Ben, quoi! Mieux vaut 1300 touristes-millionaires-étrangers-quinquagénaires, qui dépensent par mois en moyenne 50'000 fr. pour une Lorex, que 1300 travailleurs-employés d'ici qui ne dépensent "que" 20 fr. quotidiennement pour l'assiette du jour. N'est-ce pas, Messieurs les gestionnaires de portefeuille immobilier?....
C'est trop con... On avait redécouvert cet endroit avec des copines et on y allait volontiers après les cours manger une pâtisserie ou boire un délicieux thé froid fait maison, c'était chouette... Pourquoi les endroits comme ça disparaissent systématiquement au profit de trucs comme le Starbuck, aux prix exorbitants, ou de fast-foods? Aigreur.
Rendez-nous notre Cinéac !!!
Yes, un Burger King !
Encore un endroit sympa et diversifié qui disparaît! Pour retrouver quoi à la place? Une de ces enseignes qui ont déjà plusieurs points de vente à Lausanne? Fast-food, opérateur de téléphonie, magasin de vêtements ou alors des boutiques de luxe...
Les Lausannois apprécieront... Nul de chez nul.
Ah... s'il y a un Burger King à la place, youpi! :)
C'est dommage... mais je me pose la question de ce qu'ils vont en faire surtout!

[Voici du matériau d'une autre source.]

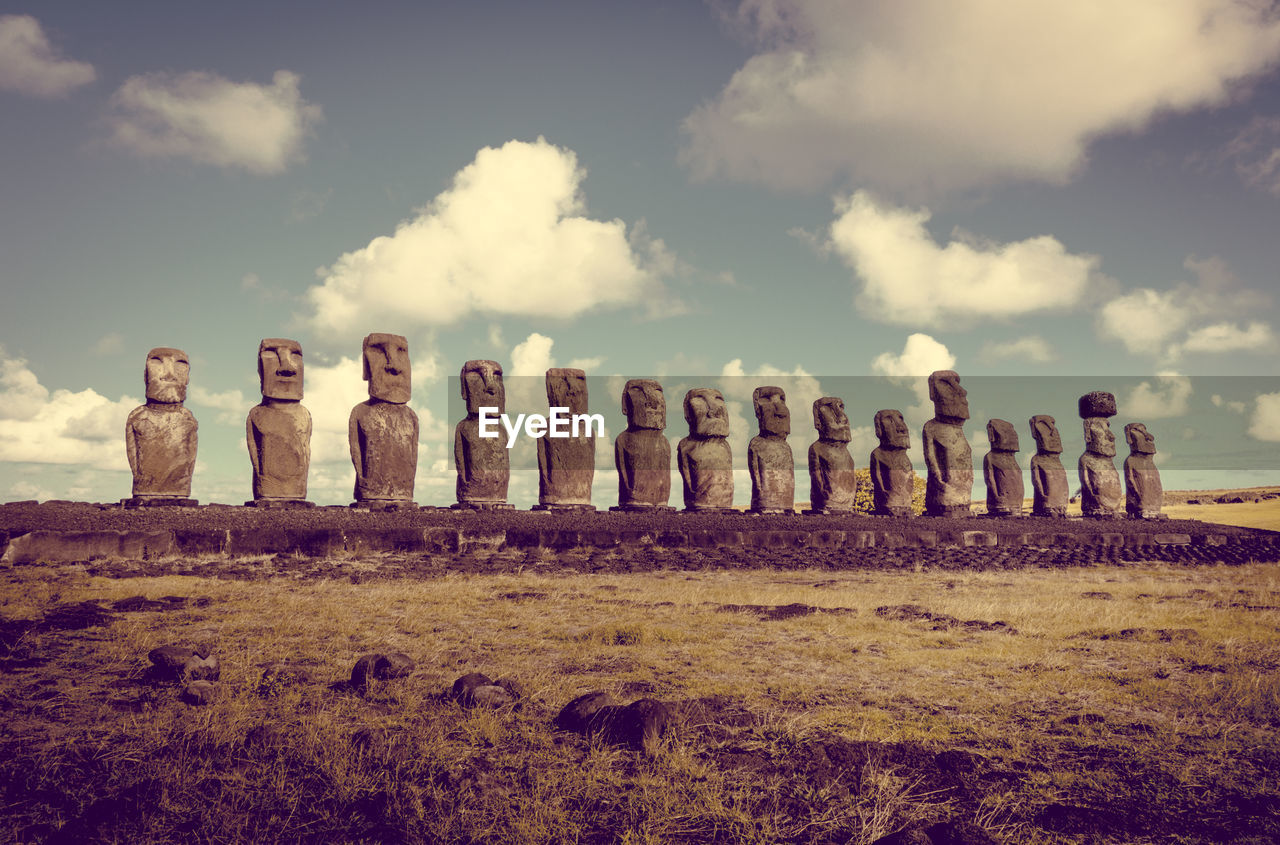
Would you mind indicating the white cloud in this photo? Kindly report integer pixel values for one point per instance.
(232, 406)
(1188, 316)
(950, 94)
(920, 356)
(59, 426)
(1164, 397)
(1235, 407)
(1031, 348)
(1265, 421)
(31, 65)
(508, 237)
(214, 120)
(909, 279)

Vu l'excellence de ce qui a été fait aux "Portes Saint-François", juste en face (où il n'y a jamais personne, à se demander comment ils font pour survivre d'ailleurs...).
Au début de l'ouverture du restaurant, il était bien. Mais cela a diminué de qualité tout au long des années qui ont suivi.
Espérons qu'il n'y aura pas un McDo à la place! Mais cela m'étonnerait que ce soit autorisé.
Avec cette décision, MAus et NORdmann rejette tout simplement sa clientèle fidèle ou de passage. Cette dernière n'est visiblement pas prioritaire pour l'existence de la maison...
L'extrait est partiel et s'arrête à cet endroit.